Singamparai is a village in Mukkudal Town Panchayat, situated just north of Mukkudal in Tirunelveli District, Tamil Nadu, India, with the Population about 5000 live in the village.

==History==
The village has the history about 200 years. The people who had adopted the Christianity came from the village Somanthamperi. They Bought lands from the land-lords of pettai and settled down here. They built a church in 1929 dedicated to St. paul the apostle.

==Churches and Parish==
The church of St. Paul the apostle is the biggest church of the village and it became a Catholic parish church in 1931, separated from Sendamaram parish and its first parish priest was Fr. A. Couturier S.J. In 2013, Thalarkulam became a new parish and separated from singamparai parish. Now the parish area covered includes the villages Mylapuram, Ilanthaikulam, Mukkudal, Pappakudi and Ariyanayagipuram.

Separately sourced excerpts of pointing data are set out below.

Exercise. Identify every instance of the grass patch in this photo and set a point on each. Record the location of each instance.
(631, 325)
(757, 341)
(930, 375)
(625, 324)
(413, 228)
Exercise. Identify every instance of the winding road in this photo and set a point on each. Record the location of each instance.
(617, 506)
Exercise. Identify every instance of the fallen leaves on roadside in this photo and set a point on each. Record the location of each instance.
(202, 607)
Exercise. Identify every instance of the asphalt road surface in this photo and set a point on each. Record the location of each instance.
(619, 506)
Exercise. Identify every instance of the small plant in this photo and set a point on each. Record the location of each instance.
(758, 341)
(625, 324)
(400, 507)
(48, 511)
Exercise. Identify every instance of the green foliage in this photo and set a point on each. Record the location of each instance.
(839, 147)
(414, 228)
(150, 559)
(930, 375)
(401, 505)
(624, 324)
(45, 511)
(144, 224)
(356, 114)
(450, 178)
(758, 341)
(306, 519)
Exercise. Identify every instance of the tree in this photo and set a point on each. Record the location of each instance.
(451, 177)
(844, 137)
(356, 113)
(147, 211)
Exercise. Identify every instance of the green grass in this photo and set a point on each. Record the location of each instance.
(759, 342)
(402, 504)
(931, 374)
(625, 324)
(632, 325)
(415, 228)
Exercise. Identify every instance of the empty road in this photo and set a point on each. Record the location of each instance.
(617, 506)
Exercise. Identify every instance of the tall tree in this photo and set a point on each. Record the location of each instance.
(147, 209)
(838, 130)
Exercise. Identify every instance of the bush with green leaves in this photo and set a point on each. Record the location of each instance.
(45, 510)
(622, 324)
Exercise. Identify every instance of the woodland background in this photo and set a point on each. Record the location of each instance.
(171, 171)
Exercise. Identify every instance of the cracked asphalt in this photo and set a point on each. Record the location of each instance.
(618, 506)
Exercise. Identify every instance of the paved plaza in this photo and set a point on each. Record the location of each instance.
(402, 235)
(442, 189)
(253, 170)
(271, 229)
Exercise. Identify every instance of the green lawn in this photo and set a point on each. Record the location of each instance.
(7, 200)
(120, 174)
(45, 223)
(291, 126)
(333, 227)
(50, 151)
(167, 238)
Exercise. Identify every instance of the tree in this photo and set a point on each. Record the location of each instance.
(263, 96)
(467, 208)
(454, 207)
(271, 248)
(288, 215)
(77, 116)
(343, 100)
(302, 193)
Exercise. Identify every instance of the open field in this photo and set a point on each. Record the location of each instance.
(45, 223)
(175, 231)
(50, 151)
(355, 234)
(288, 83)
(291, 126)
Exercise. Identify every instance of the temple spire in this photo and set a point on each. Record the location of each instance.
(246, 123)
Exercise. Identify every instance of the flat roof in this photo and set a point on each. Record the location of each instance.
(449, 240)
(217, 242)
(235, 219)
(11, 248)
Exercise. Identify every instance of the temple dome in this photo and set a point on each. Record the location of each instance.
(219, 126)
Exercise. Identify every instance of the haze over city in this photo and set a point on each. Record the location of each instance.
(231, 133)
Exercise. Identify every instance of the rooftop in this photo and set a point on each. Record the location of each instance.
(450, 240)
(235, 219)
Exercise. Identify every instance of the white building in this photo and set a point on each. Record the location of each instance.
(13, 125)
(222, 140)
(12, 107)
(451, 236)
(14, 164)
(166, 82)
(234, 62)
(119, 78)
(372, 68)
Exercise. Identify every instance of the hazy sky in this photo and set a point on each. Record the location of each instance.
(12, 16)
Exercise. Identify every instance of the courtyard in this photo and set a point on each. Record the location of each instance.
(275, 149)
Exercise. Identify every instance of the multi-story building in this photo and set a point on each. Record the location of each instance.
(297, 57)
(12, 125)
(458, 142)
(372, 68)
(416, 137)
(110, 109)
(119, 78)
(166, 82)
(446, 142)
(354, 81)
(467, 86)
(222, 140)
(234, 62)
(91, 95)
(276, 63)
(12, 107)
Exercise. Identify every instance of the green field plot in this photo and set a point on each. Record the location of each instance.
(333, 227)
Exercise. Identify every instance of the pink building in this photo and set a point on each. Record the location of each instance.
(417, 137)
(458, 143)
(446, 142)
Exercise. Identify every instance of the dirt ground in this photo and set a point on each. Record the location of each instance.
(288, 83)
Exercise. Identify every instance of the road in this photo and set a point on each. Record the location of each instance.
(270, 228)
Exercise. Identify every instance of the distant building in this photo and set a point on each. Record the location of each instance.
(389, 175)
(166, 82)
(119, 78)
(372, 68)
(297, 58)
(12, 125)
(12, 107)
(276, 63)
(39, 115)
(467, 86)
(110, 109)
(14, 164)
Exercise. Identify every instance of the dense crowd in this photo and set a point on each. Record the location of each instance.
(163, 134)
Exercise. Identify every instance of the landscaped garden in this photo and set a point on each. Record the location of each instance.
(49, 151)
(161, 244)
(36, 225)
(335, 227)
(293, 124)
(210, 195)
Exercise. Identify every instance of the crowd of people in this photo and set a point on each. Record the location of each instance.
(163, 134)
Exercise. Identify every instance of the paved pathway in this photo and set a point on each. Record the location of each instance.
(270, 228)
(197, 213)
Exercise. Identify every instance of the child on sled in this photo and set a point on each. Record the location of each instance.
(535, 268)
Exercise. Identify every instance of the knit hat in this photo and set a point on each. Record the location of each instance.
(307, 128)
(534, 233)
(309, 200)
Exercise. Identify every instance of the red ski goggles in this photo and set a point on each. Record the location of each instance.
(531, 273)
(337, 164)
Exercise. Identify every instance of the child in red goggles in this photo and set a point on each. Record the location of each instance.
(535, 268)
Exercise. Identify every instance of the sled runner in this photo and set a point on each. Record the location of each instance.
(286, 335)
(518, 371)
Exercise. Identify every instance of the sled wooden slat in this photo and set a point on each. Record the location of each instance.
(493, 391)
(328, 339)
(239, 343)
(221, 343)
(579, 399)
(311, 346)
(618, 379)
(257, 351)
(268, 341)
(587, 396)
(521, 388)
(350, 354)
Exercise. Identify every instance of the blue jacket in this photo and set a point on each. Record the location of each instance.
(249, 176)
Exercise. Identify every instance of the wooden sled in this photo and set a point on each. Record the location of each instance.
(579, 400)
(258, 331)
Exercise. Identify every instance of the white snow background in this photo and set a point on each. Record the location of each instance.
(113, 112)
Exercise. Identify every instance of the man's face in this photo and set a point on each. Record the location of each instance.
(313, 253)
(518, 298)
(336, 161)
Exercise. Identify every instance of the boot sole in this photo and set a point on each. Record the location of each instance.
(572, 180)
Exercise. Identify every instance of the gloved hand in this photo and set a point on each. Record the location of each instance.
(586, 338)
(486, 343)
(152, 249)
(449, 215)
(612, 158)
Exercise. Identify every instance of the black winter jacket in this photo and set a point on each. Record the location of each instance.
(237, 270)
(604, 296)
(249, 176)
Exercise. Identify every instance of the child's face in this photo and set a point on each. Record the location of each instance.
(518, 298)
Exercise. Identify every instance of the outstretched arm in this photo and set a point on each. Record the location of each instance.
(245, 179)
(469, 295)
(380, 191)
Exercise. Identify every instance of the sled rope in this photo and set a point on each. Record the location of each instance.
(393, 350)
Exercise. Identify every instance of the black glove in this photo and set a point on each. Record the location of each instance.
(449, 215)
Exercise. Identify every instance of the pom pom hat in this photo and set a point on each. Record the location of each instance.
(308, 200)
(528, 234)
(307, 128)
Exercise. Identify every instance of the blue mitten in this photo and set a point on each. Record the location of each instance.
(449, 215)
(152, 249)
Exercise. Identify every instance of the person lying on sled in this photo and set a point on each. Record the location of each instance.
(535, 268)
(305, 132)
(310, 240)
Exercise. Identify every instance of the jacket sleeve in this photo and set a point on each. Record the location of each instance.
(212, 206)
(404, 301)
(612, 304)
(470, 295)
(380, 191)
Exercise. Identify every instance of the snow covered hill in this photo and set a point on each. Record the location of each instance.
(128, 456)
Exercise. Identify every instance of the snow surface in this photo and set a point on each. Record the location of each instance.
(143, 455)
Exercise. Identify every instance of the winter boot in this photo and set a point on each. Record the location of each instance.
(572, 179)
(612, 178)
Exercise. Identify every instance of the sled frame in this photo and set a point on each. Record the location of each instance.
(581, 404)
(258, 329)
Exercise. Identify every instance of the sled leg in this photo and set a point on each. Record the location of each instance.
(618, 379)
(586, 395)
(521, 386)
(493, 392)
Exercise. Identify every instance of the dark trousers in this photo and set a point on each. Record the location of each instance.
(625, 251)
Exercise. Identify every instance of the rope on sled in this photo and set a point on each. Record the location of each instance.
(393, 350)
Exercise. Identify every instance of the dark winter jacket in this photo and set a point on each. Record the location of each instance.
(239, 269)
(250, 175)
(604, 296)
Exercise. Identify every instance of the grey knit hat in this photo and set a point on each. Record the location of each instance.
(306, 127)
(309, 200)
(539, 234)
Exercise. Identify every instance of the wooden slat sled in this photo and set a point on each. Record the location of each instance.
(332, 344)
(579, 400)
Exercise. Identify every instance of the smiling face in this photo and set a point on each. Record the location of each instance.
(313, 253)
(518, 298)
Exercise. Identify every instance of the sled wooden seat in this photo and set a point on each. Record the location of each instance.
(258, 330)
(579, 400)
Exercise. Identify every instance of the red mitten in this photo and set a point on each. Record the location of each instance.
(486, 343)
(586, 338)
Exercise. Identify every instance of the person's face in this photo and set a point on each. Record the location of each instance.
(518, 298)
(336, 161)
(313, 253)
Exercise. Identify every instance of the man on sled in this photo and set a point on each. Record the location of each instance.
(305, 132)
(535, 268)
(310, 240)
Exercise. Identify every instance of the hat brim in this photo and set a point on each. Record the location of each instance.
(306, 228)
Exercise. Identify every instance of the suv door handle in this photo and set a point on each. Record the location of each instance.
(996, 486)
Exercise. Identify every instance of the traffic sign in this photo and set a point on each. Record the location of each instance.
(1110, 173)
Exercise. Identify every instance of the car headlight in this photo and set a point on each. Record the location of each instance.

There is also a Latin Church of St. Antony of Padua, and another church in the village.

==Grottoes==
There are grottoes around the village for St. Antony of Paduva, Our Lady of Perpetual Help, Annai Velankanni and Archangel St. Michael.

==Schools==
R.C.Primary School and St.Paul Hr. Sec. School are the two schools in the village run by the Roman Catholic Diocese of Palayamkottai and managed by the parish priest.